Alan Paller, a leading expert on information security and research director for the SANS Institute, a training and education organization, said the high percentage of Americans worried about cyberattacks surprised him, but it indicates that the federal government has done a good job of making people aware of the issue.

"At that high level, it also helps explain why Microsoft [Corp.] is making a huge policy change in how it handles vulnerabilities and that most other vendors will be forced to follow," he wrote in an e-mail to FCW. "Instead of expecting every school child and all users to do their own security maintenance, the vendors are being forced — kicking and screaming — into taking responsibility for fixing, automatically without user knowledge or involvement, every security vulnerability that could be used in attacks on the infrastructure."

Interviewed after the blackout that hit New York and other major urban areas, Donna Day, a resident of Wagner, S.C., said she is still concerned that hackers can break into any computer network. "I'm not as worried about them breaking into banks as much as [I'm worried they may do] something like the blackout," Day, 49, said. "If they could get into a computer and cause something like that, it would shut down a whole city."

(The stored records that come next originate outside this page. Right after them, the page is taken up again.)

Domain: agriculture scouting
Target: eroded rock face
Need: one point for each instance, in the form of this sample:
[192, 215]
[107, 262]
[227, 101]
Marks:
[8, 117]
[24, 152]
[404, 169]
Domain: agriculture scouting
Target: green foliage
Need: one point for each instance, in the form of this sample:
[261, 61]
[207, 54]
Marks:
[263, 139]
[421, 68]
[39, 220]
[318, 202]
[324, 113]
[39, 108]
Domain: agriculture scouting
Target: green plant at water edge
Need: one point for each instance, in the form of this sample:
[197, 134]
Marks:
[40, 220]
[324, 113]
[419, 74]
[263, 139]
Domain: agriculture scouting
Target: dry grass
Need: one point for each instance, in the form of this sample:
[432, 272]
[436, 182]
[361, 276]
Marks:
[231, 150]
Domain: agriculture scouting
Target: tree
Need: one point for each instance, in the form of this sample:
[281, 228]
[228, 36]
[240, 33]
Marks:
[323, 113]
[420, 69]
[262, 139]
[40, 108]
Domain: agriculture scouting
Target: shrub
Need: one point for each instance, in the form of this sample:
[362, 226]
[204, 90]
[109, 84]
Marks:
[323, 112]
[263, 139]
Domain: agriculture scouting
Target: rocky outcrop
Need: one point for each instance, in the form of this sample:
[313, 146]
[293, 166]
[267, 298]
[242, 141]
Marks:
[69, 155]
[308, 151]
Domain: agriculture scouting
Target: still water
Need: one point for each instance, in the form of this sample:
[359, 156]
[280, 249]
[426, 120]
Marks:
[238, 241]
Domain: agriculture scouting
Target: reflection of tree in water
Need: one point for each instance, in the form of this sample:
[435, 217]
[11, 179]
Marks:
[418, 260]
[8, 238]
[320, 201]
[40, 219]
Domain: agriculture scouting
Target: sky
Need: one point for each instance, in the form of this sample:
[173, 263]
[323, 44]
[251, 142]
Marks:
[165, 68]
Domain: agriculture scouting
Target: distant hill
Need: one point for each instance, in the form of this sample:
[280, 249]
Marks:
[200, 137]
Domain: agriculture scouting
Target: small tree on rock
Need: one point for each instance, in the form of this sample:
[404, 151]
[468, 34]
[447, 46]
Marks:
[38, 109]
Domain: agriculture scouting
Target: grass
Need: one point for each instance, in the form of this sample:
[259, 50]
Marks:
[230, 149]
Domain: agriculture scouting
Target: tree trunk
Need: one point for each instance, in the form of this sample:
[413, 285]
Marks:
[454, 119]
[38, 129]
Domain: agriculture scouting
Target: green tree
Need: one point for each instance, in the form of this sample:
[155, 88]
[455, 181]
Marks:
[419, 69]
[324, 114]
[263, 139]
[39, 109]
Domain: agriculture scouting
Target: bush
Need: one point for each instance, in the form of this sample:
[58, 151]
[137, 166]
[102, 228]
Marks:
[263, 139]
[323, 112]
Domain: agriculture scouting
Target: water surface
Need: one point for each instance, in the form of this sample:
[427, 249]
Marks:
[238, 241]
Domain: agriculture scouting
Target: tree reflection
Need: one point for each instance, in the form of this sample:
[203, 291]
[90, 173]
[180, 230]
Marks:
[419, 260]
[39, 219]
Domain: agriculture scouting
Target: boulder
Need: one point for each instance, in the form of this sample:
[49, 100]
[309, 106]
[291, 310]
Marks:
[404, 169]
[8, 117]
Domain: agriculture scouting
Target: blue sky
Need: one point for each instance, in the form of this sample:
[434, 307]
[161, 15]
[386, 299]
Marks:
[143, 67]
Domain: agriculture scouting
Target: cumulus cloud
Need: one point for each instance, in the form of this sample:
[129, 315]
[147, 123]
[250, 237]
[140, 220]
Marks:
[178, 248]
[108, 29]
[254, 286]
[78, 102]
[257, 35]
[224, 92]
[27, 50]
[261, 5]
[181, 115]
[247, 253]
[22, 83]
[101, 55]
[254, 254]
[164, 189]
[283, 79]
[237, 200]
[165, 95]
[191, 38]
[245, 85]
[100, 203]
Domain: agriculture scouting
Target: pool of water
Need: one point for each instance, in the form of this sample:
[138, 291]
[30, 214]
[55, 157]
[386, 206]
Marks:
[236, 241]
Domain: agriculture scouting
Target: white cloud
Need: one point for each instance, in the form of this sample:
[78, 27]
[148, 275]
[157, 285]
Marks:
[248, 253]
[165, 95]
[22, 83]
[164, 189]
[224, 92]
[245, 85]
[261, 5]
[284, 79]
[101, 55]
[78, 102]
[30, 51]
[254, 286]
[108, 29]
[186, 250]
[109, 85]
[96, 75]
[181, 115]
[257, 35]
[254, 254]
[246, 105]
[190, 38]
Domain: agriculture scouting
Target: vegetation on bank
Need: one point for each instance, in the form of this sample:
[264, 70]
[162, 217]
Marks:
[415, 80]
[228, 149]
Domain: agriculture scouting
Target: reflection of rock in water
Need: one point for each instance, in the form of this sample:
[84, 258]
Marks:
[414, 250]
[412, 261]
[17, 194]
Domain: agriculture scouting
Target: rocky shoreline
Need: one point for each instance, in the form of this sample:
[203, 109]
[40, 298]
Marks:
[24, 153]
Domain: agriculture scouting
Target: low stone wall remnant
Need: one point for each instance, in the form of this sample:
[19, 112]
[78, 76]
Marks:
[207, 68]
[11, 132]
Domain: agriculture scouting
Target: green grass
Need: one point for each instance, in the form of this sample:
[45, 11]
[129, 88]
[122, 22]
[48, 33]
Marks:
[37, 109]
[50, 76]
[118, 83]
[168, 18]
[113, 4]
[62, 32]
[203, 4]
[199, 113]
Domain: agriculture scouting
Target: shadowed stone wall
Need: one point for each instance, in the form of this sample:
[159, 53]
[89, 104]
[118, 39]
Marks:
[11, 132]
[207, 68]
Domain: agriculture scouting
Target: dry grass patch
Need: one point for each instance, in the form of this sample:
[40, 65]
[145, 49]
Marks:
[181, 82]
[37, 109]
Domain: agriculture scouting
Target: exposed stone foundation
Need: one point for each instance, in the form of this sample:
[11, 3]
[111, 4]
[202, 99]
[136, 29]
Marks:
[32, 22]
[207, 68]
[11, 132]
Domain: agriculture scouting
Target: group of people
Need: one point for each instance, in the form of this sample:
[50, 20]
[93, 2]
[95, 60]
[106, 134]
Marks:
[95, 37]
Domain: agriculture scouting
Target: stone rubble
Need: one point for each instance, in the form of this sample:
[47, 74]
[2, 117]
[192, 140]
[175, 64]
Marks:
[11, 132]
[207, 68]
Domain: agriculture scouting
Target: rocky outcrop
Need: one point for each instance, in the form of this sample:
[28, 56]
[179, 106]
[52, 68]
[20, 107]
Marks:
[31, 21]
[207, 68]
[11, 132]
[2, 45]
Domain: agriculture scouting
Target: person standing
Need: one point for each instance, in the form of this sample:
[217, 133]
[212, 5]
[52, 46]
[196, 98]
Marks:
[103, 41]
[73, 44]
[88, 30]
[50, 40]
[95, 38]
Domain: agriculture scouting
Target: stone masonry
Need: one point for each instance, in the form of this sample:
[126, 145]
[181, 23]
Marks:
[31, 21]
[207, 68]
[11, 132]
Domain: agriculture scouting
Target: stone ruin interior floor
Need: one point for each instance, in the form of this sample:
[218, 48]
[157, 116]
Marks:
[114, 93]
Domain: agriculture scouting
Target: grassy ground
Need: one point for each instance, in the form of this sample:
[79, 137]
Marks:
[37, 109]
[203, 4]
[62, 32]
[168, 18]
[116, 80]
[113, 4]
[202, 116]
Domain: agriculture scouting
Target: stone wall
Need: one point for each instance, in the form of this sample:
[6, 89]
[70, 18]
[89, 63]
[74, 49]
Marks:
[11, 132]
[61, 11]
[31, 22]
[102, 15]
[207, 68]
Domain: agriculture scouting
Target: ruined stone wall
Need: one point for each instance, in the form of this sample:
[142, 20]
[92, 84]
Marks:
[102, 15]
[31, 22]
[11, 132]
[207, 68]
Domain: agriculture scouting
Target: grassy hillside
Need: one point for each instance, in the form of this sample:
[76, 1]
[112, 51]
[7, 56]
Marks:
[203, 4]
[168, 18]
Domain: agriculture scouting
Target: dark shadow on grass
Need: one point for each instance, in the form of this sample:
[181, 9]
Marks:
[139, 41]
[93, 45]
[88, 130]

Harris Miller, president of the Information Technology Association of America, said he's not surprised by the poll results. "People are very cognizant and concerned about the risks to their information and their finances from cybersecurity threats," he said. "They realize their money can be stolen in ways other than robbing a bank."

Computer security expert Peter Neumann, a scientist with the research firm SRI International, said it's important that the public is becoming aware of how serious the threat can be. "Until now, the standard answer you get is, 'We've never had the Pearl Harbor of cybersecurity, so why worry,' " he said. "We tend not to be on our toes. And we need to be on our toes."